Weed stress
New University of Idaho research raises the possibility that exposing a crop cultivar to several generations of heavy weed pressure may be an effective way to breed more resilient varieties.Albert Kwarteng, a doctoral student in the Department of Plant Sciences who is leading the study for his dissertation, and his advisor, UI Extension weed scientist Albert Adjesiwor, have been saving and replanting repeated generations of spring wheat seed derived from parent plants raised in a weedy environment.
Spring wheat plants in the experiment have adapted to the stress over time. The researchers anticipate the project will clarify some mechanisms plants use to cope with stress from weeds, thereby helping wheat breeders.
“In the insect world, if you expose plants to pests, subsequent generations are more tolerant to pests,” Adjesiwor said. “This has been done in the entomology world for a while now. For weed science, we don’t know what happens to the progeny if you expose wheat or dry beans or sugar beets to weeds for multiple generations.”

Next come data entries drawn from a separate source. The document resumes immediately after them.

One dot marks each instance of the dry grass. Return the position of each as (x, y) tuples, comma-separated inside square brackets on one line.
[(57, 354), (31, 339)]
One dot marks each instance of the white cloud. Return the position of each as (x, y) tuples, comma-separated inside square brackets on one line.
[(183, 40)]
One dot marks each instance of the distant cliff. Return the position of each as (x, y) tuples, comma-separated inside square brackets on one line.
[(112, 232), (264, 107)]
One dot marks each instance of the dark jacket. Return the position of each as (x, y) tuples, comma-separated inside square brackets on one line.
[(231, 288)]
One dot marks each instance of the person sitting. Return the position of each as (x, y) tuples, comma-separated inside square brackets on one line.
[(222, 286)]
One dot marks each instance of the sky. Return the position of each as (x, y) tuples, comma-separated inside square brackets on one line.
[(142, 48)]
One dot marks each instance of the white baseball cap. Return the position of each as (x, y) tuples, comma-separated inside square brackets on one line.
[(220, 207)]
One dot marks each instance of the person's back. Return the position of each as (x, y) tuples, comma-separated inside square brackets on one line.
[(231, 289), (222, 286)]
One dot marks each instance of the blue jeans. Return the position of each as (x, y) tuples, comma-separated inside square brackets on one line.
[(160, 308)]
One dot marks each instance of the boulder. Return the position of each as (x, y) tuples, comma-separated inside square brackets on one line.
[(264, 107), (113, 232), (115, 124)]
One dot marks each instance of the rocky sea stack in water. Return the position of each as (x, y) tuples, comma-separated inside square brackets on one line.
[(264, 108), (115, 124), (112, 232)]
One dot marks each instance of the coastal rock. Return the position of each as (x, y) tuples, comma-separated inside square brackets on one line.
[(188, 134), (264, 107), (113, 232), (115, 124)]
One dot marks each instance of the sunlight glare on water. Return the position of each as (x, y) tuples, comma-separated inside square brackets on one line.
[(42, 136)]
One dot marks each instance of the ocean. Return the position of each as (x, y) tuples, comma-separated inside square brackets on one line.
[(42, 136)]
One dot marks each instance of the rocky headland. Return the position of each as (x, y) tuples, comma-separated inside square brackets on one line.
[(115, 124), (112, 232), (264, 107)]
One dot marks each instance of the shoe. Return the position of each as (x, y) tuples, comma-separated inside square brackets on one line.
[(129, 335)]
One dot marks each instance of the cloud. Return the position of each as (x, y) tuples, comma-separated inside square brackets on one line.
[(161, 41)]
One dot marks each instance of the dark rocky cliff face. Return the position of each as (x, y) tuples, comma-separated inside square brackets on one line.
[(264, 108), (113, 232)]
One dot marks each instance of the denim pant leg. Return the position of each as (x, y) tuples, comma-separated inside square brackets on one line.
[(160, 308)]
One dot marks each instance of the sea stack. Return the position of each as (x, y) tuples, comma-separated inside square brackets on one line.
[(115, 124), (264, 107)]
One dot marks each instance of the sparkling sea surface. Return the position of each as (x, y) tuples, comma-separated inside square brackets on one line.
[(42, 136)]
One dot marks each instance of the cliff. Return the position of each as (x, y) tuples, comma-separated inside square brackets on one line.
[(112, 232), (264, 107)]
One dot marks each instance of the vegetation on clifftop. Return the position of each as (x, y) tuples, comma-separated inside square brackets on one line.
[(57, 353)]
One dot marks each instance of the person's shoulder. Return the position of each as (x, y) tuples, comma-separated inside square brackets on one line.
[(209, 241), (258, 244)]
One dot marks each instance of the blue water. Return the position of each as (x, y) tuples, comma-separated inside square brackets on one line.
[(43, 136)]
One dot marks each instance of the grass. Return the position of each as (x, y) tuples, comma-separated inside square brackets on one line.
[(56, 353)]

Improved performance they’ve already noticed could be the result of a gene related to weed competition or a hormone produced by the wheat plants to aid in their self-defense.
It’s most likely, however, according to the researchers, that the response is an epigenetic mechanism, meaning that over time and after generations of exposure to a common stressor, plants and animals can develop a “stress memory” to help themselves cope that isn’t recorded in their DNA.
“We are saving the seed to know at what point are we seeing some of these changes,” Adjesiwor said.
Kwarteng has been conducting his experiment in a greenhouse setting to prevent external environmental factors from skewing the data. He started the research in 2021, planting spring wheat in pots.
Some pots were surrounded by kochia, which is a highly competitive annual broadleaf weed. Other control pots contained only spring wheat, with roughly the same density of plants in the wheat-only pots as in the pots with kochia surrounding wheat.
Kwarteng replicated the trial over four generations by saving and replanting the prior generations’ seed. He plans to repeat the process once more, planting seed from every generation, along with a fifth generation of seed, to ensure consistent results.
Plant health suffered in the first two generations of spring wheat under the kochia pressure. Wheat plants yielded just one or two heads. The plants began to turn a corner by generation three, however, yielding three or four heads each, and they were averaging about five heads each by the fourth generation.
In late 2022, after finishing with his fifth generation of trials, Kwarteng hopes to analyze his wheat plants in a laboratory to determine if the changes were epigenetic, the result of a specific gene or caused by a plant hormone. He’s now applying for grant funding toward that analysis.
Kwarteng has also evaluated wheat plants under pressure from another weed, Italian ryegrass. Wheat plant health has steadily declined with each subsequent generation of planting in the ryegrass trials.
Kwarteng hypothesizes the root structures of ryegrass and wheat may be too similar for the wheat plants to differentiate via an epigenetic response.
Kwarteng and Adjesiwor are in the first generation of additional trials assessing how canola responds to pressure from kochia and Italian ryegrass.